The Home Front


As in the previous war, the gap in the labor force created by departing soldiers meant opportunities for women. In particular, World War II led many to take jobs in defense plants and factories around the country. For many women, these jobs provided unprecedented opportunities to move into occupations previously thought of as exclusive to men, especially the aircraft industry, where a majority of workers were composed of women by 1943. Most women in the labor force did not work in the defense industry, however. The majority took over other factory jobs that had been held by men. Many took positions in offices as well. As white women, many of whom had been in the workforce before the war, moved into these more highly paid positions, African American women, most of whom had previously been limited to domestic service, took over white women’s lower-paying positions in factories; some were also hired by defense plants, however. Although women often earned more money than ever before, it was still far less than men received for doing the same jobs. Nevertheless, many achieved a degree of financial self-reliance that was enticing. By 1944, as many as 33 percent of the women working in the defense industries were mothers and worked “double-day” shifts—one at the plant and one at home.

Still, there was some resistance to women going to work in such a male-dominated environment. In order to recruit women for factory jobs, the government created a propaganda campaign centered on a now-iconic figure known as Rosie the Riveter (Figure). Rosie, who was a composite based on several real women, was most famously depicted by American illustrator Norman Rockwell. Rosie was tough yet feminine. To reassure men that the demands of war would not make women too masculine, some factories gave female employees lessons in how to apply makeup, and cosmetics were never rationed during the war. Elizabeth Arden even created a special red lipstick for use by women reservists in the Marine Corps.

Photograph (a) shows an African American woman posing on the wing of the aircraft on which she is working. Photograph (b) shows an African American woman doing mechanical work in a shipyard.
“Rosie the Riveter” became a generic term for all women working in the defense industry. Although the Rosie depicted on posters was white, many of the real Rosies were African American, such as this woman who poses atop an airplane at the Lockheed Aircraft Corporation in Burbank, California (a), and Anna Bland, a worker at the Richmond Shipyards (b).

Although many saw the entry of women into the workforce as a positive thing, they also acknowledged that working women, especially mothers, faced great challenges. To try to address the dual role of women as workers and mothers, Eleanor Roosevelt urged her husband to approve the first U.S. government childcare facilities under the Community Facilities Act of 1942. Eventually, seven centers, servicing 105,000 children, were built. The First Lady also urged industry leaders like Henry Kaiser to build model childcare facilities for their workers. Still, these efforts did not meet the full need for childcare for working mothers.
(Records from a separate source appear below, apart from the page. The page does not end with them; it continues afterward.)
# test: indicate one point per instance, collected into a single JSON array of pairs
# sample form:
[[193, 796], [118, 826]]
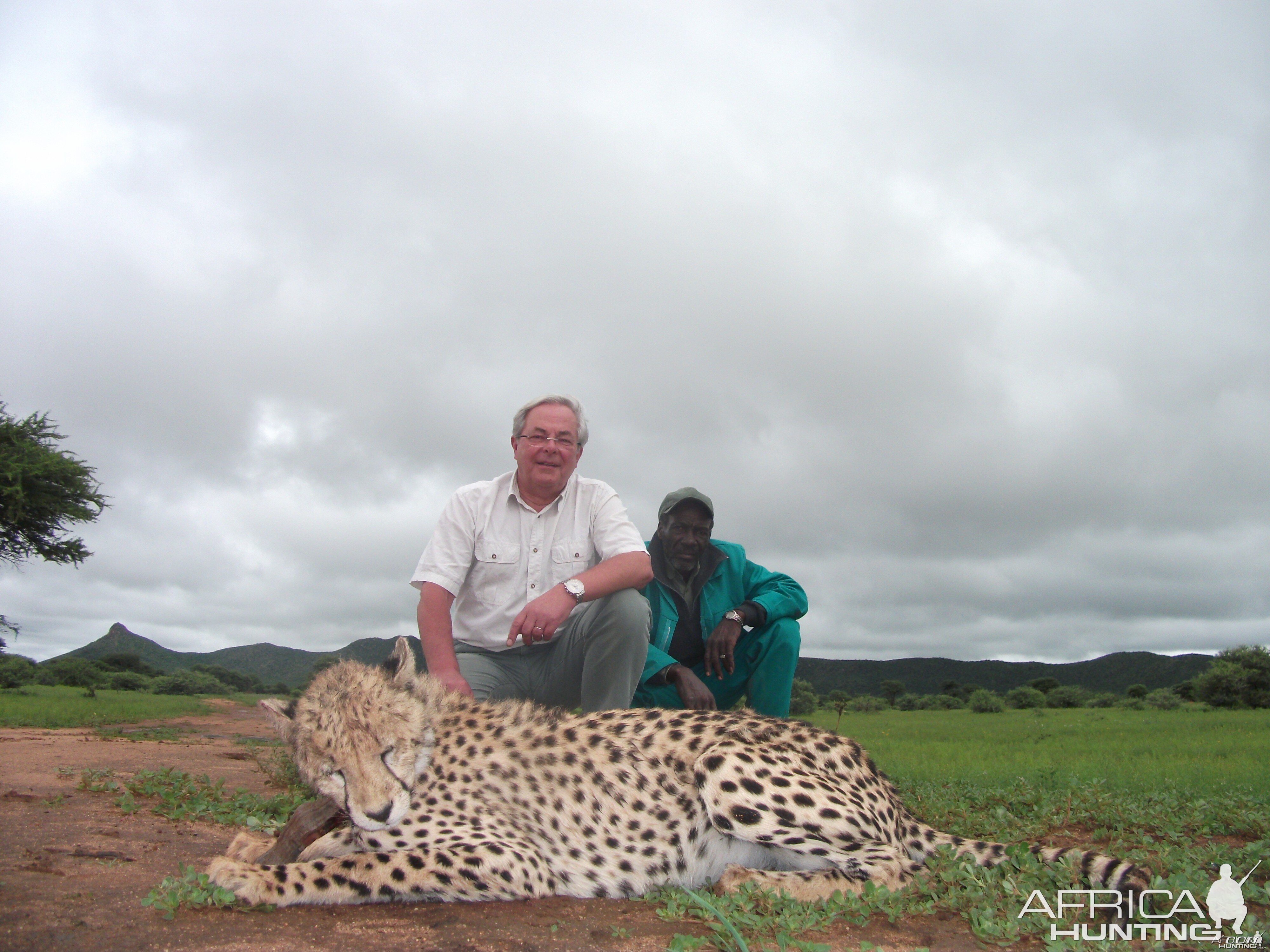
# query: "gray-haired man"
[[542, 557]]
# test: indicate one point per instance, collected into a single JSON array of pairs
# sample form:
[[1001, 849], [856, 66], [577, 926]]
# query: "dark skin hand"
[[694, 695], [685, 535]]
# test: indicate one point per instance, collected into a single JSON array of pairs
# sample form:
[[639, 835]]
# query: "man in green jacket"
[[704, 596]]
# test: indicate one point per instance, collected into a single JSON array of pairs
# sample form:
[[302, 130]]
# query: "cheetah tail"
[[1102, 871]]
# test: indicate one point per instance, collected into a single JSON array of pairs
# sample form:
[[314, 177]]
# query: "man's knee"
[[784, 637], [629, 610]]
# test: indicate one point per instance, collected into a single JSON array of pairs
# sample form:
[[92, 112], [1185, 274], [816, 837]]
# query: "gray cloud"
[[958, 313]]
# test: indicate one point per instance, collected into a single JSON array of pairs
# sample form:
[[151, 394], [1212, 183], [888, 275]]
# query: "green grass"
[[1188, 748], [1179, 793], [41, 706]]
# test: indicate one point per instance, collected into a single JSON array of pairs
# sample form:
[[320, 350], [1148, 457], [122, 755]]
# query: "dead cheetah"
[[453, 799]]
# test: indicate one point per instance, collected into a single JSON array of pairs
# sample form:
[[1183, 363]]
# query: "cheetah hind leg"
[[248, 847], [877, 864], [342, 841]]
The lack of childcare facilities meant that many children had to fend for themselves after school, and some had to assume responsibility for housework and the care of younger siblings. Some mothers took younger children to work with them and left them locked in their cars during the workday. Police and social workers also reported an increase in juvenile delinquency during the war. New York City saw its average number of juvenile cases balloon from 9,500 in the prewar years to 11,200 during the war. In San Diego, delinquency rates for girls, including sexual misbehavior, shot up by 355 percent. It is unclear whether more juveniles were actually engaging in delinquent behavior; the police may simply have become more vigilant during wartime and arrested youngsters for activities that would have gone overlooked before the war. In any event, law enforcement and juvenile courts attributed the perceived increase to a lack of supervision by working mothers.

Tens of thousands of women served in the war effort more directly. Approximately 350,000 joined the military. They worked as nurses, drove trucks, repaired airplanes, and performed clerical work to free up men for combat. Those who joined the Women’s Airforce Service Pilots (WASPs) flew planes from the factories to military bases. Some of these women were killed in combat and captured as prisoners of war. Over sixteen hundred of the women nurses received various decorations for courage under fire. Many women also flocked to work in a variety of civil service jobs. Others worked as chemists and engineers, developing weapons for the war. This included thousands of women who were recruited to work on the Manhattan Project, developing the atomic bomb.